Watchman indicated that horse roundups are a form of seizure that requires local chapter government approval and the involvement of other entities, like the RDC, in order to be properly conducted.
Sometimes, chapter officials call off feral horse roundups due to criticism from animal rights activists. That was the case in Cottonwood this past week.
Council Delegate Wilson Stewart, Jr. (Crystal, Fort Defiance, Red Lake, Sawmill) added that holding livestock owners accountable for the care of their animals is important. He asked Watchman to provide tallies of livestock per district, livestock mismanagement numbers and details on overgrazed areas.
Dr.

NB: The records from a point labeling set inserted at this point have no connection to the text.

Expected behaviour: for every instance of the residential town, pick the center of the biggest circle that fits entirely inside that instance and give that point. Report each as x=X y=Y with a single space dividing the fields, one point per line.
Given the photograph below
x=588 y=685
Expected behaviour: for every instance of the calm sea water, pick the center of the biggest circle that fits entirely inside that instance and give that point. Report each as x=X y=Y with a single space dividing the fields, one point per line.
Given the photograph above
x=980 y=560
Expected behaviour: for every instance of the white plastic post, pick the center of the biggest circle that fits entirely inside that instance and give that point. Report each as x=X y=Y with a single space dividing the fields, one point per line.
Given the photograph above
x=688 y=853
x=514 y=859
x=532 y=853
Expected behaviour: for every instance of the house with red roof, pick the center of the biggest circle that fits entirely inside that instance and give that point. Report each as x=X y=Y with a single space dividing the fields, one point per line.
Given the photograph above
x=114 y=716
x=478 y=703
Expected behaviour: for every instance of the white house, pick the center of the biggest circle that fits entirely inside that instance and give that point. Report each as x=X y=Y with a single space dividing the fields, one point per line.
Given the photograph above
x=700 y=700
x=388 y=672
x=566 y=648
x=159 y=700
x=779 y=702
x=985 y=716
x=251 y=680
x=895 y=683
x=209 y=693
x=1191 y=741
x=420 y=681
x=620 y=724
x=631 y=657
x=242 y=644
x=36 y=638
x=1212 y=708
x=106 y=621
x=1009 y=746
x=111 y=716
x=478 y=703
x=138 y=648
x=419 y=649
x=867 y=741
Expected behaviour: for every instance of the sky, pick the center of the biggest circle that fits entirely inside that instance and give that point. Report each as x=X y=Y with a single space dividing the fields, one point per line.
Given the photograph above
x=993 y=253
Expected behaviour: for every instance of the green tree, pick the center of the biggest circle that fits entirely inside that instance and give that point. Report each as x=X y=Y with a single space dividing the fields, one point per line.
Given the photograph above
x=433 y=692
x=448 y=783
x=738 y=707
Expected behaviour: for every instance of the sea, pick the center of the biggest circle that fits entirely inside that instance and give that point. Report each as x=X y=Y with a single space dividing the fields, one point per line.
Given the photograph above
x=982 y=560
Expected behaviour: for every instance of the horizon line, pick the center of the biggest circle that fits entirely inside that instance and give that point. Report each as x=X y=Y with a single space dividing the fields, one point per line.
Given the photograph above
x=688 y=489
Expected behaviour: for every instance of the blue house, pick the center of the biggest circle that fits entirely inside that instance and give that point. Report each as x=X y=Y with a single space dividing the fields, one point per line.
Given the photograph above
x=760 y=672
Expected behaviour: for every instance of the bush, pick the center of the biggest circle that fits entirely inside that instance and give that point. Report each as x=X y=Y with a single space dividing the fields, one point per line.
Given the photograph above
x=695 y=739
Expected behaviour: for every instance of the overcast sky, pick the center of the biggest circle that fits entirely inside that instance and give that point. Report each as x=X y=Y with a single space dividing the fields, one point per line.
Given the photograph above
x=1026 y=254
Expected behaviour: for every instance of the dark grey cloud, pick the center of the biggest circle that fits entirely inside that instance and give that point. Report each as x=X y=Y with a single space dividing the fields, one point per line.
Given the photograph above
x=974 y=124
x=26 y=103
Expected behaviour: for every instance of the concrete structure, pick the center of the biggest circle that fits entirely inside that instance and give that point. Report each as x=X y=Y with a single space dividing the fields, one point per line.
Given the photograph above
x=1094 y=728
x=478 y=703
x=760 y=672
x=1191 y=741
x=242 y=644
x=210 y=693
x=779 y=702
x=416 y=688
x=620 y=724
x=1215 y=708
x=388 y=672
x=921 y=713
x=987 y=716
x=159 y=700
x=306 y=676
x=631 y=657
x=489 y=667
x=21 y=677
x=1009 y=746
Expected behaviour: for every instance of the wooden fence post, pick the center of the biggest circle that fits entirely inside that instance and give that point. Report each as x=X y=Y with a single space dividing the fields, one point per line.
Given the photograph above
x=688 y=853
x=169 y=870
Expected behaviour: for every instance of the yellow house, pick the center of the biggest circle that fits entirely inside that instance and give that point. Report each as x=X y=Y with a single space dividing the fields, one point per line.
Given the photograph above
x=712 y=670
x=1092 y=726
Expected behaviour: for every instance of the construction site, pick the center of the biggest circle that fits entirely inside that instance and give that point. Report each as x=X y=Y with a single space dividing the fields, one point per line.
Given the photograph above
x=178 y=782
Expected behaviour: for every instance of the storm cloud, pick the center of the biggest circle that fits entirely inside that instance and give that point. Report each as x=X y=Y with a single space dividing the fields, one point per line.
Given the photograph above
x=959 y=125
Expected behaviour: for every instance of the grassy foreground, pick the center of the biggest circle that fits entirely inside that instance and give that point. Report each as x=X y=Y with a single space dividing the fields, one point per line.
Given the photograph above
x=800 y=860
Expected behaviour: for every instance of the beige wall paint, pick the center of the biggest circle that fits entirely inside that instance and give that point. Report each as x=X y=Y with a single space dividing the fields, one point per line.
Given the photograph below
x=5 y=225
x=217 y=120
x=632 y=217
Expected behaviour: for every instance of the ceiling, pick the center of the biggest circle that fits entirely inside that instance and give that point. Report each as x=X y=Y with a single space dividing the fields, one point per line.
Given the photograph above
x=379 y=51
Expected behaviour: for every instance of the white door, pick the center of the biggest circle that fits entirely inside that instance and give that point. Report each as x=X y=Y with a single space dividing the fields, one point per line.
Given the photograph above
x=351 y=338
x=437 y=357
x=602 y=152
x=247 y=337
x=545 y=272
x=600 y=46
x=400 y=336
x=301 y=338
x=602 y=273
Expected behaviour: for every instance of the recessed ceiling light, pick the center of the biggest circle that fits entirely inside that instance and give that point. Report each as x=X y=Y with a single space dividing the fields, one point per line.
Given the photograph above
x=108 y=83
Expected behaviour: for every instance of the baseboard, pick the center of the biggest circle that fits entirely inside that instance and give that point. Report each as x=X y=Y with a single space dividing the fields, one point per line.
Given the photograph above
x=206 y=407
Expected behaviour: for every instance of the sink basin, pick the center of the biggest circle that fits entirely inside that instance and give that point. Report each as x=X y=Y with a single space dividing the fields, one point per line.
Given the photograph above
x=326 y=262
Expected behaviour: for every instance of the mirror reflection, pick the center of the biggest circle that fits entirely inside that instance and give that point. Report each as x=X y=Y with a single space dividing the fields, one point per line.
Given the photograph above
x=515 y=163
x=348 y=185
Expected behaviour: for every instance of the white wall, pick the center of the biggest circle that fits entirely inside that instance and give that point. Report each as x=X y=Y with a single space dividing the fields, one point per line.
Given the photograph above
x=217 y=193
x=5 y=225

Shebala also wants to use funds to improve incentives to local grazing officials and community members to improve regulation and the surrendering of livestock when owners are unable to take care of them, said Watchman.
Watchman agreed that the plan needs to be expedited and gave assurance to the RDC that a written report would be provided to the Council by Wednesday night.
The RDC approved both drought reports with a vote of 5 in favor and 0 opposed.
“[The Resources and Development Committee] is here to help in any way we can,” said Delegate Freeland. “Please let us know what legislations will help further [programs under the DNR] so we can successfully improve the quality of life for these horses.”
The Resources and Development Committee (RDC) of the 24th Navajo Nation Council is comprised of Chairman Rickie Nez (T’iistoh Sikaad, Nenahnezad, Upper Fruitland, Tse’ Daa’ Kaan, Newcomb, San Juan), Vice Chairperson Thomas Walker, Jr. (Cameron, Coalmine Canyon, Birdsprings, Leupp, Tolani Lake), and Council Delegates Kee Allen Begay, Jr., Herman M. Daniels, Mark Freeland and Wilson Stewart, Jr. are members.